De ahí la artificiosa singularidad de todo este proceso. Las normas son muy estrictas. Tanto, que si los senadores quieren hacer preguntas, las deben entregar por escrito . Los plazos son férreos. Las dos partes en liza están agotando hasta la extenuación las 24 horas de las que disponen, repartidas en bloques de tres días. Las vistas se alargan porque los fiscales y abogados no quieren dejarse nada fuera. Pero todos ellos saben que el veredicto está ya cantado. En el hemiciclo hay 45 demócratas, dos independientes y 53 republicanos. Entre estos últimos, muchos admiten abiertamente que no son neutrales : están juzgando a un presidente de su partido, muy popular entre las bases, en año electoral. De los 33 escaños del Senado que se renuevan en noviembre, 23 los ocupan republicanos. Ya lo dijo el líder de ese partido del Senado, Mitch McConnel, antes de que comenzara este juicio: «No se me puede pedir que sea imparcial».
El tedio de muchos senadores lo manifestó claramente uno de los pocos republicanos que se ha permitido ser tímidamente crítico con el presidente por sus presiones sobre Ucrania, que son lo que ha abierto este proceso de impeachment. En uno de los pocos descansos que se les permiten, Mitt Romney , candidato perdedor a la presidencia en 2012, fue sorprendido en un momento de honestidad por un micro furtivo: «Nos quedan seis horas, y nadie está viendo esto, Dios mío». Era viernes, habían pasado ya las cinco de la tarde, ya era de noche en Washington y la fiscalía aún tenía ocho horas por delante. El desliz de Romney evidencia que en la era Trump mandan los índices de audiencia, también en algo tan grave como un juicio para destituir a un presidente.
De hecho el mismo Trump lo admitió. Molesto por que el estreno de su equipo de abogados llegara en sábado, el presidente lamentó en la red social Twitter: «Nos han relegado a una franja que en televisión se conoce como el valle de la muerte». Su abogado, Jack Sekulow , le respondió después: «El sábado enseñaremos el trailer, y el lunes estrenaremos la película». Justo cuando Romney cometía esa indiscreción, en la Casa Blanca, la asesora de Trump Kellyanne Conway pasaba por la sala de prensa, veía una retransmisión del juicio en una de las pantallas y se preguntaba en voz alta: «¿Hay alguien que todavía esté viendo esto?».

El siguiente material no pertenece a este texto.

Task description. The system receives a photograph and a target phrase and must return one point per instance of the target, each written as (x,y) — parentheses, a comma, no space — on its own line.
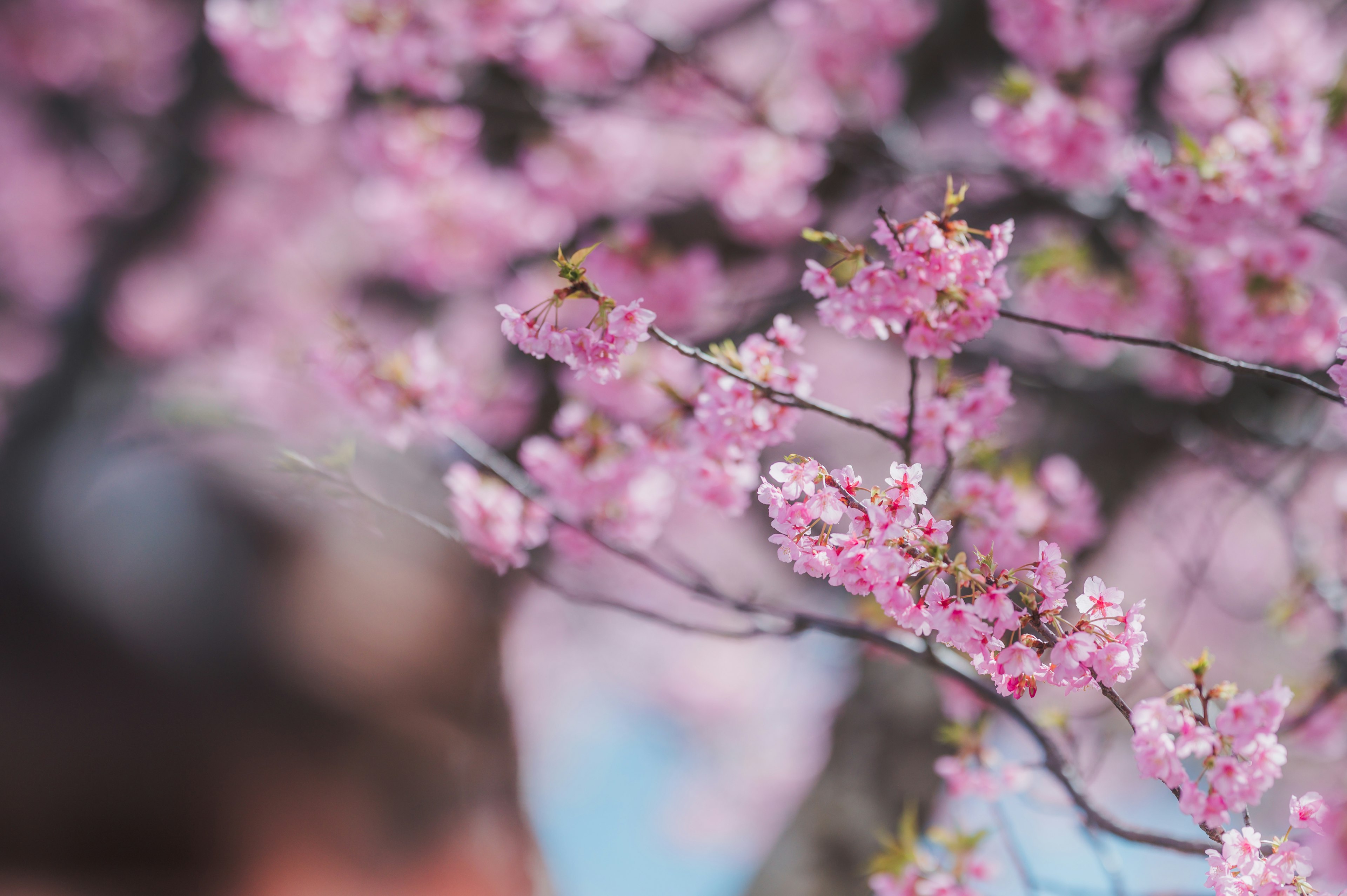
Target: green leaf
(584,254)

El presidente contraprogramó. El viernes se convirtió en el primer inquilino de la Casa Blanca en dirigirse a una multitudinaria marcha pro-vida que cada año desciende sobre Washington. Por la tarde invitó a su residencia a 170 alcaldes de todo el país con los que habló de programas de inversión económica. En ninguno de esos dos actos habló del impeachment. Versado en el arte de amasar audiencias Trump sabe que no hay nada mejor para su supervivencia que una nación completamente aburrida por un juicio de veredicto previsible.